The field is still trying to figure out what this means. Mouse modeling has limited relevance because mice have only one receptor for these so-called ELR-CXC chemokines, a homolog of CXCR2, and no clear-cut functional homolog of IL-8. Chemical/biological approaches to dissecting the human system are made much more complex by the presence of two high affinity receptors for IL-8, necessitating highly specific antagonists to tease apart the functions of these receptors. RNA interference approaches may help target each receptor individually, but in vivo modeling will still present a challenge.

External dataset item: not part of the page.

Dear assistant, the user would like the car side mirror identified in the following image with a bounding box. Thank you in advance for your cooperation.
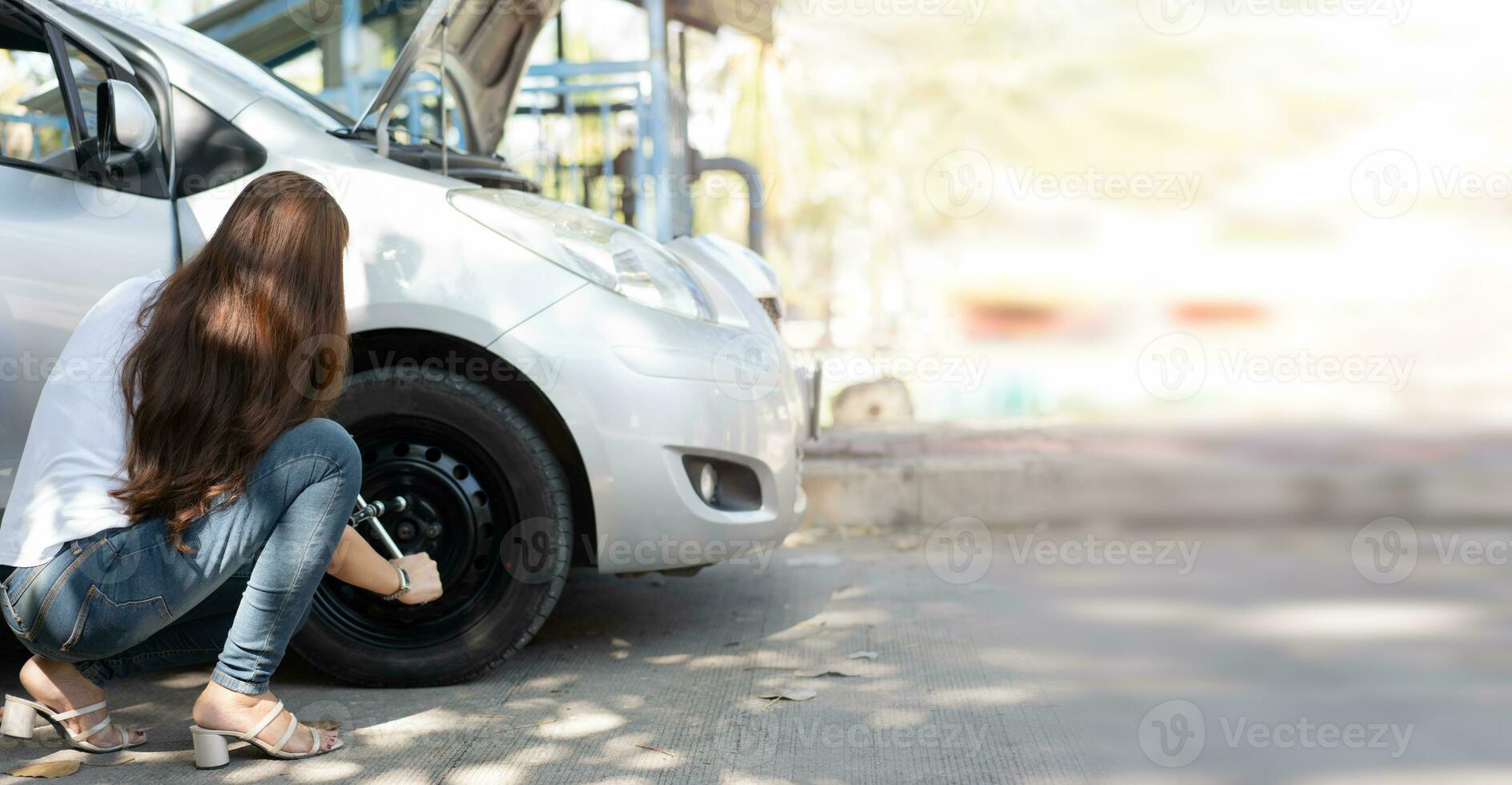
[95,78,157,162]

Because of cross-competition by ELR-CXC chemokines for neutrophil binding, the field was not terribly surprised by the observation that a single chemokine receptor could bind several ligands with comparably high affinities. Less expected was the discovery that two distinct chemokine receptors could have overlapping ligand specificities. That this was an attribute of the very first chemokine receptors to be cloned was a signal that chemokine physiology would be incredibly complex. The reasons for and the consequences of this profound and rather widespread redundancy in ligand/receptor pairing are still not understood. But these two papers are the “pillars” upon which nearly two decades of important work in this area of immunology rests.
Acknowledgments
I thank Craig Gerard for helpful discussions.
Disclosures
The author has no financial conflict of interest.
Footnotes
Abbreviations used in this paper: 7-TMS-GPCR, seven transmembrane-spanning G protein-coupled family of cell surface receptors; ELR, glutamate-leucine-arginine.